Background of Distributed Cache

The main goal of this chapter is to design a distributed cache. To achieve this goal, we should have substantial background knowledge, mainly on different reading and writing techniques. This lesson will help us build that background knowledge. Let’s look at the structure of this lesson in the table below

Structure of This Lesson

Section	Motivation
Writing policies	Data is written to cache and databases. The order in which data writing happens has performance implications. We’ll discuss various writing policies to help decide which writing policy would be suitable for the distributed cache we want to design.
Eviction policies	Since the cache is built on limited storage (RAM), we ideally want to keep the most frequently accessed data in the cache. Therefore, we’ll discuss different eviction policies to replace less frequently accessed data with most frequently accessed data.
Cache invalidation	Certain cached data may get outdated. We’ll discuss different invalidation methods to remove stale or outdated entries from the cache in this section.
Storage mechanism	A distributed storage has many servers. We’ll discuss important design considerations, such as which cache entry should be stored in which server and what data structure to use for storage.
Cache client	A cache server stores cache entries, but a cache client calls the cache server to request data. We’ll discuss the details of a cache client library in this section.

Writing policies#

Often, cache stores a copy (or part) of data, which is persistently stored in a data store. When we store data to the data store, some important questions arise:

Where do we store the data first? Database or cache?

What will be the implication of each strategy for consistency models?

The short answer is, it depends on the application requirements. Let’s look at the details of different writing policies to understand the concept better:

Write-through cache: The write-through mechanism writes on the cache as well as on the database. Writing on both storages can happen concurrently or one after the other. This increases the write latency but ensures strong consistency between the database and the cache.
Write-back cache: In the write-back cache mechanism, the data is first written to the cache and asynchronously written to the database. Although the cache has updated data, inconsistency is inevitable in scenarios where a client reads stale data from the database. However, systems using this strategy will have small writing latency.
Write-around cache: This strategy involves writing data to the database only. Later, when a read is triggered for the data, it’s written to cache after a cache miss. The database will have updated data, but such a strategy isn’t favorable for reading recently updated data.

Eviction policies#

One of the main reasons caches perform fast is that they’re small. Small caches mean limited storage capacity. Therefore, we need an eviction mechanism to remove less frequently accessed data from the cache.

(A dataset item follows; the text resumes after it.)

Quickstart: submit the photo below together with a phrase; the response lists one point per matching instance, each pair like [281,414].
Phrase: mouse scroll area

Several well-known strategies are used to evict data from the cache. The most well-known strategies include the following:

Least recently used (LRU)
Most recently used (MRU)
Least frequently used (LFU)
Most frequently used (MFU)

Other strategies like first in, first out (FIFO) also exist. The choice of each of these algorithms depends on the system the cache is being developed for.

Cache invalidation#

Apart from the eviction of less frequently accessed data, some data residing in the cache may become stale or outdated over time. Such cache entries are invalid and must be marked for deletion.

The situation demands a question: How do we identify stale entries?

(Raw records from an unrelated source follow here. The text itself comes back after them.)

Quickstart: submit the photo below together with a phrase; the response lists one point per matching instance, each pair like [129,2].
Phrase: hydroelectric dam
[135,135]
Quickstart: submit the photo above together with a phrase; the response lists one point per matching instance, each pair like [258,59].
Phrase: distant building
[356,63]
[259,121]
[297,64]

Resolution of the problem requires storing metadata corresponding to each cache entry. Specifically, maintaining a time-to-live (TTL) value to deal with outdated cache items.

We can use two different approaches to deal with outdated items using TTL:

Active expiration: This method actively checks the TTL of cache entries through a daemon process or thread.
Passive expiration: This method checks the TTL of a cache entry at the time of access.

Each expired item is removed from the cache upon discovery.

Storage mechanism#

Storing data in the cache isn’t as trivial as it seems because the distributed cache has multiple cache servers. When we use multiple cache servers, the following design questions need to be answered:

Which data should we store in which cache servers?
What data structure should we use to store the data?

The above two questions are important design issues because they’ll decide the performance of our distributed cache, which is the most important requirement for us. We’ll use the following techniques to answer the questions above.

Hash function#

It’s possible to use hashing in two different scenarios:

Identify the cache server in a distributed cache to store and retrieve data.
Locate cache entries inside each cache server.

For the first scenario, we can use different hashing algorithms. However, consistent hashing or its flavors usually perform well in distributed systems because simple hashing won’t be ideal in case of crashes or scaling.

In the second scenario, we can use typical hash functions to locate a cache entry to read or write inside a cache server. However, a hash function alone can only locate a cache entry. It doesn’t say anything about managing data within the cache server. That is, it doesn’t say anything about how to implement a strategy to evict less frequently accessed data from the cache server. It also doesn’t say anything about what data structures are used to store the data within the cache servers. This is exactly the second design question of the storage mechanism. Let’s take a look at the data structure next.

Linked list#

We’ll use a doubly linked list. The main reason is its widespread usage and simplicity. Furthermore, adding and removing data from the doubly linked list in our case will be a constant time operation. This is because we either evict a specific entry from the tail of the linked list or relocate an entry to the head of the doubly linked list. Therefore, no iterations are required.

Note: Bloom filters are an interesting choice for quickly finding if a cache entry doesn’t exist in the cache servers. We can use bloom filters to determine that a cache entry is definitely not present in the cache server, but the possibility of its presence is probabilistic. Bloom filters are quite useful in large caching or database systems.

Sharding in cache clusters#

To avoid SPOF and high load on a single cache instance, we introduce sharding. Sharding involves splitting up cache data among multiple cache servers. It can be performed in the following two ways.

Dedicated cache servers#

In the dedicated cache servers method, we separate the application and web servers from the cache servers.

The advantages of using dedicated cache servers are the following:

There’s flexibility in terms of hardware choices for each functionality.
It’s possible to scale web/application servers and cache servers separately.

Apart from the advantages above, working as a standalone caching service enables other microservices to benefit from them—for example, Cache as a Service. In that case, the caching system will have to be aware of different applications so that their data doesn’t collide.

Cache client#

We discussed that the hash functions should be used for the selection of cache servers. But what entity performs these hash calculations?

A cache client is a piece of code residing in hosting servers that do (hash) computations to store and retrieve data in the cache servers. Also, cache clients may coordinate with other system components like monitoring and configuration services. All cache clients are programmed in the same way so that the same PUT, and GET operations from different clients return the same results. Some of the characteristics of cache clients are the following:

Each cache client will know about all the cache servers.
All clients can use well-known transport protocols like TCP or UDP to talk to the cache servers.